- A abertura dos trabalhos de 2026 no Supremo Tribunal Federal será na próxima segunda-feira, dia 2, com a presença de Lula, do presidente da Câmara, Hugo Motta, e do presidente do Senado, Davi Alcolumbre.
- Também confirmarão presença o procurador-geral da República, Paulo Gonet, e o presidente do Conselho Nacional da Ordem dos Advogados do Brasil, Beto Simonetti.
- O advogado-geral da União, Jorge Messias, indicado por Lula para o STF, acompanhará a sessão solene.
- A relação de Messias com o Congresso melhorou após a virada do ano, o que aponta para menor constrangimento no encontro com Alcolumbre.
- Os presidentes da Câmara e do Senado não participaram do ato realizado em 8 de janeiro no Palácio do Planalto para lembrar os atos de 2023; na ocasião, Lula vetou o PL da Dosimetria.

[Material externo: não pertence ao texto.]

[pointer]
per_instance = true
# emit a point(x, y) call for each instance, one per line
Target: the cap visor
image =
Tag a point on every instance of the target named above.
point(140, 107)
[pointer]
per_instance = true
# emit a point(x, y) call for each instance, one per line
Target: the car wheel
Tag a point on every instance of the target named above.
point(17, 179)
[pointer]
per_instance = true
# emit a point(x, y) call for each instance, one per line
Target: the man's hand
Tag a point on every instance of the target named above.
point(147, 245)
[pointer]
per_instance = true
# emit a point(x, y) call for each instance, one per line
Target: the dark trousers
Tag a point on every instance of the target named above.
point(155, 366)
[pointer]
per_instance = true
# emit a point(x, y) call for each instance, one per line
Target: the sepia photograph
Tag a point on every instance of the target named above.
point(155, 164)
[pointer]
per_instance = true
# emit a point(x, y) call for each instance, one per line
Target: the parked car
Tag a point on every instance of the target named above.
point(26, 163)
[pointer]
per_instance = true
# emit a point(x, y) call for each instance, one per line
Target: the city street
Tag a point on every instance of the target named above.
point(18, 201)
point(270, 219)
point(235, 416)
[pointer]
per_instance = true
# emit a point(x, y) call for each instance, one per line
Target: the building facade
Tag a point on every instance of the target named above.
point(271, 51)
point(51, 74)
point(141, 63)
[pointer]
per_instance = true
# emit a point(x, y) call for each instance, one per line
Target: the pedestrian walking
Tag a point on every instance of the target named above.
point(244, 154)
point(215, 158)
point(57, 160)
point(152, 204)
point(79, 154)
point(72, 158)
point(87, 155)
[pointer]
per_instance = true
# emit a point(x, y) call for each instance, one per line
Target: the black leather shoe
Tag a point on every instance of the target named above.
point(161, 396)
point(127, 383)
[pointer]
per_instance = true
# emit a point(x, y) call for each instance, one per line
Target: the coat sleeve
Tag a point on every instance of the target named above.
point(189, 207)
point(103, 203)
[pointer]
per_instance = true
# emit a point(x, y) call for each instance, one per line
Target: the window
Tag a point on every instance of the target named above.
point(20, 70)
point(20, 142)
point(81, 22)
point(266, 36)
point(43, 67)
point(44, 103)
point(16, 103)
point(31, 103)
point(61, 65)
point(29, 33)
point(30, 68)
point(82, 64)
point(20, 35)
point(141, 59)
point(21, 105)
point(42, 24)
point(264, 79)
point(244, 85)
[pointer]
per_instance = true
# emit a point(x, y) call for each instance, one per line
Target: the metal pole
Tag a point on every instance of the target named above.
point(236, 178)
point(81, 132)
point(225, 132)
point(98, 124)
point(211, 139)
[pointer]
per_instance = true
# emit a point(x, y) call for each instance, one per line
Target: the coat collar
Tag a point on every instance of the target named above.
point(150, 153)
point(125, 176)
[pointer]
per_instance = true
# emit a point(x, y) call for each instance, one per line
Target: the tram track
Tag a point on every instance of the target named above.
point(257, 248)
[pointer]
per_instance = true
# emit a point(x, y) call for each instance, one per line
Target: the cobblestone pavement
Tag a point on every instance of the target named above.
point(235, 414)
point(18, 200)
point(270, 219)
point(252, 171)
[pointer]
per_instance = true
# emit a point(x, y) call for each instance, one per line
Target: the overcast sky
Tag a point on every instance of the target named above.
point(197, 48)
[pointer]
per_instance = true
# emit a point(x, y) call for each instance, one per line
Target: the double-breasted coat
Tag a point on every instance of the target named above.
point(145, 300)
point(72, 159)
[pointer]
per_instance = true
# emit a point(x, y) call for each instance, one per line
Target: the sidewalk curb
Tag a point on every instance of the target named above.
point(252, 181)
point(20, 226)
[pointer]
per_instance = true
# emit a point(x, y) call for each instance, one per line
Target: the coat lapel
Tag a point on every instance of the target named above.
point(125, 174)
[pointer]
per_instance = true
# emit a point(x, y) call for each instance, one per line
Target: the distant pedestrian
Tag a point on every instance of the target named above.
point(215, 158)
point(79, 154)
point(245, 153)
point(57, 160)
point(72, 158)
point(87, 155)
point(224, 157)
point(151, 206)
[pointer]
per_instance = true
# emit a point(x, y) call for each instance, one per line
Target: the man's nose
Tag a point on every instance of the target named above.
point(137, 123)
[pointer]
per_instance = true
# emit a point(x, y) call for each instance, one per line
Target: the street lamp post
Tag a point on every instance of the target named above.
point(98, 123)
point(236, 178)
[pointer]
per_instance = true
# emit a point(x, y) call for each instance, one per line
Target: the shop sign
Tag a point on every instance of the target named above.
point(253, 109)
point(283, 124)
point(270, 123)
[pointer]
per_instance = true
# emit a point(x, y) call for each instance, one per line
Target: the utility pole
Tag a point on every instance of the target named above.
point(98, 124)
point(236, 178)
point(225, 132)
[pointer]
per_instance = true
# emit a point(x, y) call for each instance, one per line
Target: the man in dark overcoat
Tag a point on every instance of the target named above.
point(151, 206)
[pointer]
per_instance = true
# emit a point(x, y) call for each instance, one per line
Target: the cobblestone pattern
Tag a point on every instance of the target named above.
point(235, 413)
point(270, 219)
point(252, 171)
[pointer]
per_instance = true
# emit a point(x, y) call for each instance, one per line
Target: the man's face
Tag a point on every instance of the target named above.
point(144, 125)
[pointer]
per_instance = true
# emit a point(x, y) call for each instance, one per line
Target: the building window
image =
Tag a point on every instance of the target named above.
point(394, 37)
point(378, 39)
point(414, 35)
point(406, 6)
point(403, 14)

A abertura dos trabalhos de 2026 no Supremo Tribunal Federal, marcada para a próxima segunda-feira, 2, reunirá o presidente Lula, o presidente da Câmara, Hugo Motta, e o presidente do Senado, Davi Alcolumbre. A sessão ocorrerá no STF, com a participação de autoridades de todos os Poderes. O encontro ocorre em meio à crise envolvendo o Banco Master.

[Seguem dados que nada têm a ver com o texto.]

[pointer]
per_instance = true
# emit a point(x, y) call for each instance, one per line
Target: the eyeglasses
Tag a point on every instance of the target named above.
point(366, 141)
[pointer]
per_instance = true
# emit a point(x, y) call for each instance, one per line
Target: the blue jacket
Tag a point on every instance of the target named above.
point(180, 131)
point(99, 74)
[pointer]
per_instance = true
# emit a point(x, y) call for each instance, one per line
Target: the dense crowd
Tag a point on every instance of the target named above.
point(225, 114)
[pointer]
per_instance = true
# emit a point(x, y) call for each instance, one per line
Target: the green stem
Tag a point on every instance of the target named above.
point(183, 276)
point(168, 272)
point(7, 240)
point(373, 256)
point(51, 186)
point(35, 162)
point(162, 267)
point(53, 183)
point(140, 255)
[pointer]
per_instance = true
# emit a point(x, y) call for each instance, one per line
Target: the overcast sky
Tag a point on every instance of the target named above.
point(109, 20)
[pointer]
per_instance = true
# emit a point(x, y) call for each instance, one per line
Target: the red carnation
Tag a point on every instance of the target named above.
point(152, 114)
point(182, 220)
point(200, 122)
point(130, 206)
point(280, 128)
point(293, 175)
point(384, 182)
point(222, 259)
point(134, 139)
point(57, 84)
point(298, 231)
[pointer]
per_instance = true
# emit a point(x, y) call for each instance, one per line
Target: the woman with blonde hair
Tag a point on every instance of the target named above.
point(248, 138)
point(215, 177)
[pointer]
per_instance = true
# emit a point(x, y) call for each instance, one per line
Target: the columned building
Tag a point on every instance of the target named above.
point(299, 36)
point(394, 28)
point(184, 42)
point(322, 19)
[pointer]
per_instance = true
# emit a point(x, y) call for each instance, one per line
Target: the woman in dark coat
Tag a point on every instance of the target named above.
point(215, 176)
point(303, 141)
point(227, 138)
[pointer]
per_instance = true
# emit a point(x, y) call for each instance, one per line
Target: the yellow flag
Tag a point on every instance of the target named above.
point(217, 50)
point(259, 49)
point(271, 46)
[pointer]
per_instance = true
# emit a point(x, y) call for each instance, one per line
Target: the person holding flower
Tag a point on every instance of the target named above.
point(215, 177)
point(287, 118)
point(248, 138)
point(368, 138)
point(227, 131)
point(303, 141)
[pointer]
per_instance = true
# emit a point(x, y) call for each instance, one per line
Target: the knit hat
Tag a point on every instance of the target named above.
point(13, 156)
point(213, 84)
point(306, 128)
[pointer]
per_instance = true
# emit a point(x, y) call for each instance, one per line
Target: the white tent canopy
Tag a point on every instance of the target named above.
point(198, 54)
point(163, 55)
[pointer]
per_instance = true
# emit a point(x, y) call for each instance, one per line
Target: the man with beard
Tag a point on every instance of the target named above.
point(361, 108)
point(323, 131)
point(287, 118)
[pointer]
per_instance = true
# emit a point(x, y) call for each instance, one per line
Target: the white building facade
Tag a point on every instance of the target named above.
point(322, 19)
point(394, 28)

Além de Lula, confirmaram presença Paulo Gonet, procurador-geral da República, e Beto Simonetti, presidente do Conselho Nacional da Ordem dos Advogados do Brasil. O advogado-geral da União, Jorge Messias, indicado por Lula, acompanhará a sessão solene, em sinal de normalização nas relações com o Congresso.

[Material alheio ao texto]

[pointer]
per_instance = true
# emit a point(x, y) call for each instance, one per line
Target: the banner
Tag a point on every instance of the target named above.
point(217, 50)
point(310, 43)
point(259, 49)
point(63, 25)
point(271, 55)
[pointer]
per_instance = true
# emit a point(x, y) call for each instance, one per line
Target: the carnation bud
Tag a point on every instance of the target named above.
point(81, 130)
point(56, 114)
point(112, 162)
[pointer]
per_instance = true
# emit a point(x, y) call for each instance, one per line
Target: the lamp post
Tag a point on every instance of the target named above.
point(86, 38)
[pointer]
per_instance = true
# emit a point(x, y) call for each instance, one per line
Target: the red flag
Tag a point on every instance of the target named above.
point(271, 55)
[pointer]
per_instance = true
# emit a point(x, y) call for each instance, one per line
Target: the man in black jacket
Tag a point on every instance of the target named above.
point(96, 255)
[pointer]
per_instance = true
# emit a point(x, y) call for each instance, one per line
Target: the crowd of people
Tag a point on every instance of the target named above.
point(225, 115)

A presença de Messias é vista como um passo para reduzir constrangimentos no encontro com Alcolumbre, diante de mudanças recentes nas relações entre o Planalto e o Poder Legislativo. O evento destaca a interlocução entre Executivo e Legislativo em um momento de tensão política.
Observa-se que Motta e Alcolumbre não compareceram a ato no Palácio do Planalto em 8 de janeiro, dedicado aos atos de 2023. Na ocasião, Lula vetou o PL da Dosimetria, que previa reduzir penas de condenados pela invasão de sedes dos Poderes. A ausência não está sendo repetida no atual contexto.
O debate sobre o Banco Master permanece como pano de fundo do tema institucional, influenciando o tom do encontro entre as chefias dos três Poderes. O STF continua funcionando como polo central de decisões que afetam o equilíbrio institucional nacional.